We made the decision to go find her and help her finish up any other shopping she may need to attend to. We split up, he went right, and I went left. My path took me pass the cheese and sour cream to the back of the store where the remaining dairy section held the milk and creamer. Bingo! There she was, pushing the cart with the slow roll of one who has not yet had the pleasure of that first cup of morning goodness.
She sees me, and with a slight tilt of the head gives me an inquisitive smile, followed by a hug and kiss and a “What are you doing here?” look. As I make my way to her, I am explaining how my plan to “save her morning” derailed the moment we saw her car in the parking lot. As I finish my sentence, my eyes…looking past my wife…catch my son behind her as he rounds the corner of the produce section and makes his way towards us.
My wife’s eyes catch mine and she naturally directs her attention to where I was looking. And that’s when it happened.

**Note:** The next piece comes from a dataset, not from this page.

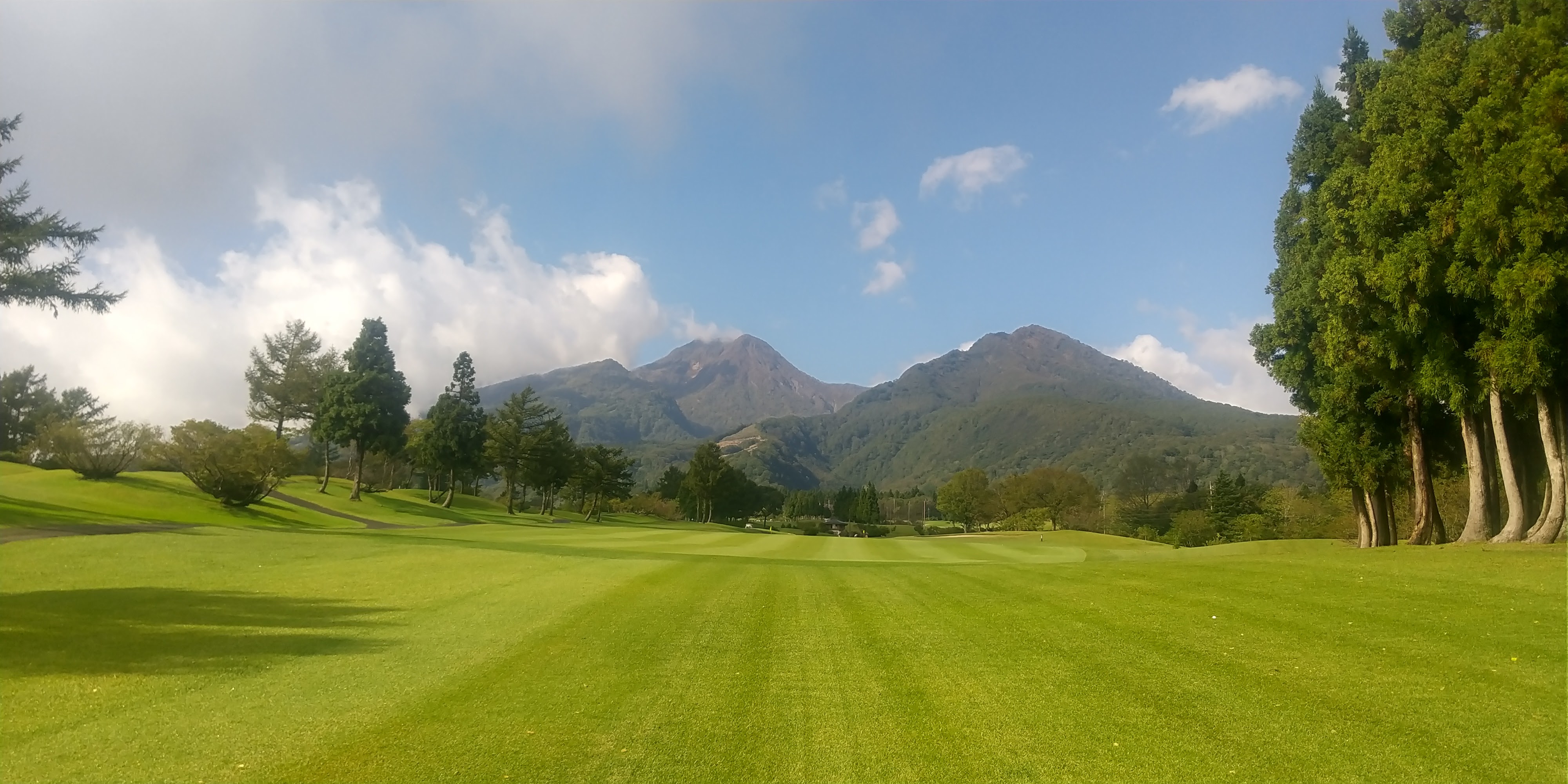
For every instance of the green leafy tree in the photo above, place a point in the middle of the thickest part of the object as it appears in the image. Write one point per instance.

She turns and starts walking towards him. He sees her coming and gets this really silly smile on his face and immediately breaks into this exaggerated duck-walk-run-thing…it looks like it has been practiced. While it may have been the first time I have seen this, it definitely wasn’t the first time they had done this. My wife, seeing Logan start his run, mirrors his gait and in a super-dramatic-slow-mo-scene-from-a-movie-embrace, they fall into each other’s arms laughing and hugging with the added bonus of my wife lifting her leg back as they slowly turn to face me.
It was magical.
They are now looking at me with the widest of smiles, arm-in-arm and slowly making their way back to me. I was floored. The moment overwhelmed me. My eyes filled with tears. I stood their dumbfounded for what I as witnessing. If gratitude were a blanket, I now had it wrapped around me, bringing with it comfort in a way I had never felt before. It was just a moment. It was so simple, but man was it beautiful to witness.
What I want to say right now is that God gave me this moment, but I think the better way to say it is that God gave me the ability to see this moment.

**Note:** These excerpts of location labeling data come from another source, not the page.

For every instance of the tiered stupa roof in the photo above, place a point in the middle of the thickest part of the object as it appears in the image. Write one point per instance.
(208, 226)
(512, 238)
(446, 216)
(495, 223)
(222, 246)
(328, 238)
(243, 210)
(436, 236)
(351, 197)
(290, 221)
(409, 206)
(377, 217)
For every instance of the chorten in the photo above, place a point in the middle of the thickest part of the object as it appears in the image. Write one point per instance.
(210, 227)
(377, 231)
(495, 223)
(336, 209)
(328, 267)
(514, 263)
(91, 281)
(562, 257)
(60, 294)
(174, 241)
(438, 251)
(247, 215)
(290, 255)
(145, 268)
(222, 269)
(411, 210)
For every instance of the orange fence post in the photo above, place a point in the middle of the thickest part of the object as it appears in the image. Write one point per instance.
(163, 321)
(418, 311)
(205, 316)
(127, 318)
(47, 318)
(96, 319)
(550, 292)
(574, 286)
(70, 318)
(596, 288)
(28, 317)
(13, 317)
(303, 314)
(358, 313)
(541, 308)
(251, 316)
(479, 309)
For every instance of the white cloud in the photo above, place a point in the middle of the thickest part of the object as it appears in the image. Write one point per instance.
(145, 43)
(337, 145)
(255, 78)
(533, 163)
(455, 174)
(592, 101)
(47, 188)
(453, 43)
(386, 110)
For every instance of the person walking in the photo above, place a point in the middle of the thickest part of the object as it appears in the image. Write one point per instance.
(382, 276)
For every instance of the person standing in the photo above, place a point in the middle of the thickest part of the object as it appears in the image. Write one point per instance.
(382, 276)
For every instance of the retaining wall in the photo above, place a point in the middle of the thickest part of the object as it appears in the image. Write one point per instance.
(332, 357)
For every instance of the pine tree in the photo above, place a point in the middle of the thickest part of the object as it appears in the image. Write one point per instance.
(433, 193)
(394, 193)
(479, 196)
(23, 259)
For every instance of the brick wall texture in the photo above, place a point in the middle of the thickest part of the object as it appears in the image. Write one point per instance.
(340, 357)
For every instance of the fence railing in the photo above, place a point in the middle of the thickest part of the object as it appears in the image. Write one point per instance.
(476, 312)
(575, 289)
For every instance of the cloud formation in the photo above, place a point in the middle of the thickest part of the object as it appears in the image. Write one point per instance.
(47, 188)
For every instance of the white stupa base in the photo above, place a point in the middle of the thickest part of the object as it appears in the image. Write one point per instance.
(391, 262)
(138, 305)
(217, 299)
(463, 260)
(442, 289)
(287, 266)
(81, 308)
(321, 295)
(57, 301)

Drugs and alcohol blinded me from the life that was surrounding me. This life has ALWAYS been there. Yet, as close as it was, it was always just out of reach. It took a lot to get to the point in life where I could truly enjoy what I just witnessed. To have this moment and be present in this moment, without the hang-ups and baggage that a life-addicted brings. My previous life would not have allowed that moment to have taken place in the way it just did, and here’s why….

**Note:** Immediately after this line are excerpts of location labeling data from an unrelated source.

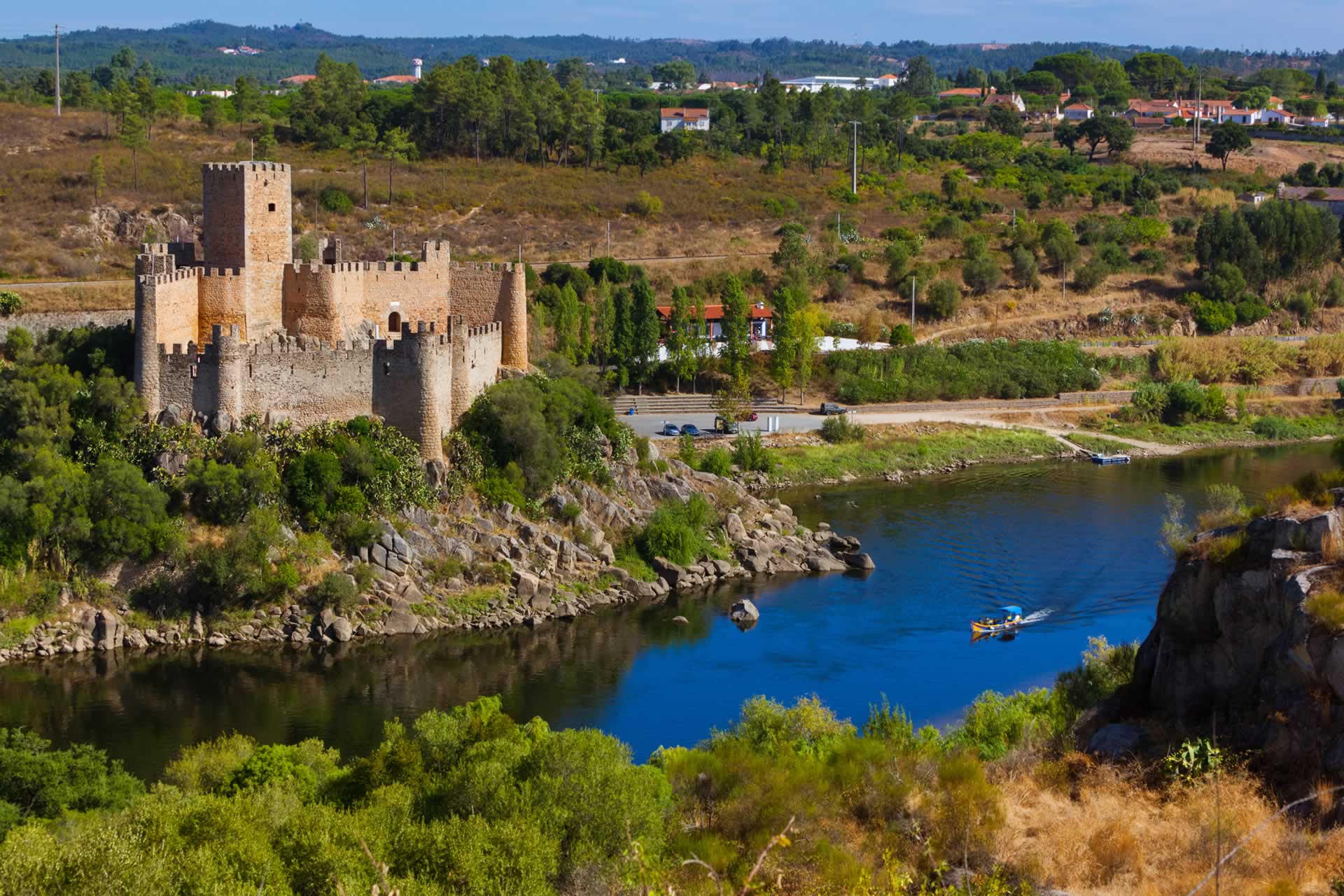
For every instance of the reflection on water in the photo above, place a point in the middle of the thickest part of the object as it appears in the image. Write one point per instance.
(1072, 542)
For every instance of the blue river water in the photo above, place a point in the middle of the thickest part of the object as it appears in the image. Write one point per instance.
(1074, 545)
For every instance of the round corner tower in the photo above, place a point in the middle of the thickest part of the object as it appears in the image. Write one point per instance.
(248, 226)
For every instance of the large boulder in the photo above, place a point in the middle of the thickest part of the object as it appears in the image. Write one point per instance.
(400, 622)
(668, 571)
(824, 562)
(1117, 741)
(743, 612)
(109, 631)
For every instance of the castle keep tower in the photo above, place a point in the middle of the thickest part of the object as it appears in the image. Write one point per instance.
(248, 331)
(249, 227)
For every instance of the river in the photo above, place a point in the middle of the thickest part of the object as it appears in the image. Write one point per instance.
(1073, 543)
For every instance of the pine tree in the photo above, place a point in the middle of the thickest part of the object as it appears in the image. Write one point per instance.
(96, 175)
(644, 331)
(605, 324)
(679, 335)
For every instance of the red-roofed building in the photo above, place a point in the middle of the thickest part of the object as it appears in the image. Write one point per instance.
(760, 315)
(974, 93)
(679, 118)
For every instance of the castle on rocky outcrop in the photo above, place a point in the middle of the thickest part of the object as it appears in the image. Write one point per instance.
(252, 331)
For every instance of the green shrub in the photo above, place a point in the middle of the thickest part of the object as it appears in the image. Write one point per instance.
(981, 274)
(1092, 276)
(336, 200)
(901, 335)
(1277, 429)
(974, 368)
(678, 531)
(645, 204)
(1327, 608)
(995, 723)
(840, 429)
(335, 590)
(1193, 761)
(500, 486)
(942, 298)
(750, 454)
(717, 461)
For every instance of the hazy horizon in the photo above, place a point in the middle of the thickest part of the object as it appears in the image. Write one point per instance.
(1200, 23)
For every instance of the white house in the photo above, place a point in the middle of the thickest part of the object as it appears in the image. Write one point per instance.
(1306, 121)
(840, 83)
(683, 118)
(1012, 101)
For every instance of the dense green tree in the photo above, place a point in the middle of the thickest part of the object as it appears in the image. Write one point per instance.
(680, 336)
(736, 327)
(1227, 137)
(1006, 120)
(326, 109)
(644, 332)
(1117, 133)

The ripple effects of addiction washes across everyone in its vicinity. My behaviors informed my family’s actions. Eggshells were the floor that they walked on in our home. My volatility, and radical mood swings made it difficult for my family to know peace. Had these last three and a half years passed without me getting sober, it’s an extremely possible (if not probable) reality that I would be alone right now. That’s where we were heading.
Who knows what that reality truly looks like? Its nightmarish to go down that rabbit-hole. Split time between my wife and I. Boys growing up without their father. Me being a hopeless wreck, my wife may have moved on….the more I think about it the scarier it gets. But that didn’t happen.
God, The Spirit or Nature, The Spirit of the Universe or whatever one uses to describe it, stepped in, laid Grace in my lap, and said “Hey, I see you are hurting, come follow me and I will give you things you could never dream of.”
And He did. In the simplest way possible. He let me see it. He opened my eyes and let me see the love that is my life. I just had to trust Him and do the work.
The longer I have stayed sober, the more that is continuing to be revealed. I keep getting a clearer vision to what is most important. Family, Love, Helping Others, Being Present. All of which when practiced, have this way of compounding their effects on what I can see. It hasn’t stopped getting better. Thank God for that!